Remember that Iranian general the United States assassinated back in January? The one whose killing the Trump administration justified as necessary to stop imminent attacks on American targets?
Just kidding on that imminence thing.
In the legally required notice outlining the legal and policy rationale behind the killing of Qassem Soleimani delivered to Congress today, the Trump administration dropped all assertions that the leader of the Iranian Revolutionary Guard Corps Qods Force was assassinated to prevent an imminent attack.
While the notice argues that under Article II of the Constitution the president has the power as commander-in-chief to authorize military in the face of an imminent threat of attack against the United States, the notice carefully avoids making any such claim of imminence in its statement of the facts surrounding the Jan. 2 operation:
The President directed this action in response to an escalating series of attacks in preceding months by Iran and Iran-backed militias on United States forces and interests in the Middle East region. The purposes of this action were to protect United States personnel, to deter Iran from conducting or supporting further attacks against United States forces and interests, to degrade Iran’s and Qods Force-backed militias’ ability to conduct attacks and to end Iran’s strategic escalation of attacks on, and threats to United States interests.

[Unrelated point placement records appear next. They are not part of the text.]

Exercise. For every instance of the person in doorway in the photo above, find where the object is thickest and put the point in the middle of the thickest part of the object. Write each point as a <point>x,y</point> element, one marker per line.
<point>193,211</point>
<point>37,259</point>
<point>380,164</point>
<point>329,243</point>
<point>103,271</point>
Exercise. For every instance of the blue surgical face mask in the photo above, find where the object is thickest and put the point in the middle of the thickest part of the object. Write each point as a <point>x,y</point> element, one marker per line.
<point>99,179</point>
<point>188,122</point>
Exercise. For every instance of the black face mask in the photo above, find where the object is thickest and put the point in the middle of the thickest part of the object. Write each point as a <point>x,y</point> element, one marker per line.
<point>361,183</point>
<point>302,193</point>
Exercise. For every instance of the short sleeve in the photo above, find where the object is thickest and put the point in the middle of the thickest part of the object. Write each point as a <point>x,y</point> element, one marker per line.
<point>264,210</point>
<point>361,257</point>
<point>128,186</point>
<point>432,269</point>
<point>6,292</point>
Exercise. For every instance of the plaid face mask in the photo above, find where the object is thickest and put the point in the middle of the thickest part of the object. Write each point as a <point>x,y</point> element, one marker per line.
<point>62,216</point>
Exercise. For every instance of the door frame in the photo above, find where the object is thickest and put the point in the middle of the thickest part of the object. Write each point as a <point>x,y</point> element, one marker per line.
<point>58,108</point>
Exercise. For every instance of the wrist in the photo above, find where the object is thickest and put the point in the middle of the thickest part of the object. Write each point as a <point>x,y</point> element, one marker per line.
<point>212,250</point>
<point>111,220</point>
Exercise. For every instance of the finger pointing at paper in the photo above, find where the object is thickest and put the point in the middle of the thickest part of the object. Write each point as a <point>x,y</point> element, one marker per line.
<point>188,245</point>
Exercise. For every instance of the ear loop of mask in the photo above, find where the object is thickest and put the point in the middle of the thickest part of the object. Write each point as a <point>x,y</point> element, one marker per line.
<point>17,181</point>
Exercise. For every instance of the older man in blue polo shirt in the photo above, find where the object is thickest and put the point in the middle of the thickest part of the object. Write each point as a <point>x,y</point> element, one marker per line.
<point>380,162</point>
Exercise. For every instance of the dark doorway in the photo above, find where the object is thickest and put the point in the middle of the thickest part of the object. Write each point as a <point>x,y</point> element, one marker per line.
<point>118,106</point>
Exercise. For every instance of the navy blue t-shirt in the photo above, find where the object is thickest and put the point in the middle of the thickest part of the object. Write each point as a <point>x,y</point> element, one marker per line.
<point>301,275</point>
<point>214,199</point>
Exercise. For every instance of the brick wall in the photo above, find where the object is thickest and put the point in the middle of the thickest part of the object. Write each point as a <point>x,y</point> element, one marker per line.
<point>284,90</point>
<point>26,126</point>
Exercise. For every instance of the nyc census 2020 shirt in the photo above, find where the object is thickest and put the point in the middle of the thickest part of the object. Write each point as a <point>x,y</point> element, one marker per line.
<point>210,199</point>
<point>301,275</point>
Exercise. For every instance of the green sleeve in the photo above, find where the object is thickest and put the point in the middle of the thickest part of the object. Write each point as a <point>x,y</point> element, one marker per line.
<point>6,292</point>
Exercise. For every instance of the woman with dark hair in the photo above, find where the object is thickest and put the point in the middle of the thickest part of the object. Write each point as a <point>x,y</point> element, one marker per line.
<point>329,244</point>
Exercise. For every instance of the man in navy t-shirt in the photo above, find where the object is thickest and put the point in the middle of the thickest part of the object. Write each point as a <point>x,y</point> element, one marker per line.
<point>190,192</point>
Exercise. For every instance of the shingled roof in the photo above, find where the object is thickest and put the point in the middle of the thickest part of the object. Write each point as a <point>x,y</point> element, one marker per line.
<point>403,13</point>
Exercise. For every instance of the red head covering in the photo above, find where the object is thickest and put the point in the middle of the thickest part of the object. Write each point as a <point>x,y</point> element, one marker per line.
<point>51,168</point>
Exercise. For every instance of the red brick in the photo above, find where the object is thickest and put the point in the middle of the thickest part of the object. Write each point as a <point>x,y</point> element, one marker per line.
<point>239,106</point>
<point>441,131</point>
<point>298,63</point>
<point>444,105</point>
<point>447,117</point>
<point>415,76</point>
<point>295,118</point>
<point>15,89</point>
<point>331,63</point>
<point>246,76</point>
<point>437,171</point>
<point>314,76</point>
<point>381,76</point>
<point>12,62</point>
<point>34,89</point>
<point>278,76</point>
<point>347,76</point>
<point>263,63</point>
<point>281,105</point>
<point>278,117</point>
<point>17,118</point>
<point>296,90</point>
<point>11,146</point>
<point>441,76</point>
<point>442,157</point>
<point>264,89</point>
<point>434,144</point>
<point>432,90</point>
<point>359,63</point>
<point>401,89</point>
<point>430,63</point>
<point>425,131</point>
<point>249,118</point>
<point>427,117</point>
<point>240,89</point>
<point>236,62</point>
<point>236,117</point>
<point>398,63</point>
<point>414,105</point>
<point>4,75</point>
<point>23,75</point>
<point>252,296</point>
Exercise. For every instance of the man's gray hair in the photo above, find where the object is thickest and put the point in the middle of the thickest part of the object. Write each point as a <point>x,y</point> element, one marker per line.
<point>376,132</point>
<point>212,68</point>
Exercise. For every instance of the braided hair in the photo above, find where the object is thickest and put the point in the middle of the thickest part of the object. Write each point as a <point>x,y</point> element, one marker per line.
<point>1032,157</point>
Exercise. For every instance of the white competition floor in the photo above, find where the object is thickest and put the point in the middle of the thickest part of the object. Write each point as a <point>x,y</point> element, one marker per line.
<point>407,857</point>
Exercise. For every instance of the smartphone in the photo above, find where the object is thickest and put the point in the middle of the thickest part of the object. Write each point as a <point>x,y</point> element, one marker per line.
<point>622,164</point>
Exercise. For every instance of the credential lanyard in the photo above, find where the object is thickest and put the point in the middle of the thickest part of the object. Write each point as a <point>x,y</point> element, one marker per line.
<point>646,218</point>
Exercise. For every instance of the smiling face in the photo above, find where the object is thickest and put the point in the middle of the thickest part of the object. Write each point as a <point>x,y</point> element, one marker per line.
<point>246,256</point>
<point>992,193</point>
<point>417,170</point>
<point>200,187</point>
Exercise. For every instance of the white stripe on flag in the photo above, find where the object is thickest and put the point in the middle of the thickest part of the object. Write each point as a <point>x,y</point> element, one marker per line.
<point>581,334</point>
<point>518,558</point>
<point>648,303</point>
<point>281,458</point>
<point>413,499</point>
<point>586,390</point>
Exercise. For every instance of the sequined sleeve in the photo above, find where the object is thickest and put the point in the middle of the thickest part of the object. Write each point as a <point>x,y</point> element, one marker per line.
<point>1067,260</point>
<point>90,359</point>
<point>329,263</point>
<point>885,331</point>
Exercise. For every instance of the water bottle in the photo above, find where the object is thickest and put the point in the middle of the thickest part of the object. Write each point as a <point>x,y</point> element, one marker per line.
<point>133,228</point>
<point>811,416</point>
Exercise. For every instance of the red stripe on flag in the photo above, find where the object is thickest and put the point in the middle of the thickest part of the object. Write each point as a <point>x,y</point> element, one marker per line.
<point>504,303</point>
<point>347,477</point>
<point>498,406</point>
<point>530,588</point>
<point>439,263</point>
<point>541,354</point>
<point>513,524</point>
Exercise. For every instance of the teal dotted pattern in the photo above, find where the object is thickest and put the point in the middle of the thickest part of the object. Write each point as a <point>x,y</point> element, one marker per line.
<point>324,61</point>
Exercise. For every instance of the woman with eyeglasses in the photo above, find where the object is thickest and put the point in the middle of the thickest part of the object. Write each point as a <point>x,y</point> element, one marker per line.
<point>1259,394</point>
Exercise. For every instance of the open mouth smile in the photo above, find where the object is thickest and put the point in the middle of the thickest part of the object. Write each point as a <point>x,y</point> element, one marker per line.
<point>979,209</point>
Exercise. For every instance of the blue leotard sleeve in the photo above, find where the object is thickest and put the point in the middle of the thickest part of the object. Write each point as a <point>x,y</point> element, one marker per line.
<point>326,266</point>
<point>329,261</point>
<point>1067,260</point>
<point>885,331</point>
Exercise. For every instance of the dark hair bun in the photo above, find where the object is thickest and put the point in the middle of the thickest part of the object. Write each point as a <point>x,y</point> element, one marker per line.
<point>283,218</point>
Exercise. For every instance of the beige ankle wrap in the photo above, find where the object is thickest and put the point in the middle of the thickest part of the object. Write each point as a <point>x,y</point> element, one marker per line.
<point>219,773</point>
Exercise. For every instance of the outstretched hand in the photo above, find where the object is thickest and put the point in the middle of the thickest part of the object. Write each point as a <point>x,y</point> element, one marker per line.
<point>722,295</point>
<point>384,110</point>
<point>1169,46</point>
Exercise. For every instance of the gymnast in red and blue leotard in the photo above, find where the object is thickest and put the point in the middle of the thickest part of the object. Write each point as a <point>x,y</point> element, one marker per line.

No mention of an impending attack there. Nor in this later passage:
Iran’s past and recent activities, coupled with intelligence at the time of the air strike, indicated that Iran’s Qods Force posed a threat to the United States in Iraq, and the air strike against Soleimani was intended to protect United States personnel and deter future Iranian attack plans against United States forces and interests in Iraq and threats emanating from Iraq.
So, to summarize, why did the United States kill Qassem Soleimani on Jan. 2, bringing us to the brink of war with Iran?
- In response to prior attacks
- In response to an escalating series of attacks
- To deter Iran from making future attacks
- To deter future Iranian attack plans
- To degrade the capabilities of Iran and its Iraqi militia proxies
None of this amounts to the kind of immediate threat that the Trump administration claimed required it to assassinate the highest-ranking military leader of a rival government. Instead, it sounds like a deliberate, premeditated, act of war. Looks like I was right when I wrote this a month ago:
Of course it could also be that there was no looming threat, imminent or otherwise. Perhaps the assassination of Soleimani was part of a larger, planned operation, to remove the leadership of Iran’s Quds Force, essentially the special operations wing of the Iranian Revolutionary Guard Corps, which has served as the primary means by which Iran has cultivated militia and terrorist clients and waged proxy war across the region to advance its foreign policy and security goals.
Just Security has posted a lengthy and detailed analysis of the Trump administration’s notice to Congress. You can read it here.
That the Trump administration lied about its justification for killing Soleimani is probably the least surprising fact in the whole sordid affair. The most surprising is that they complied with the law and reported to Congress at all.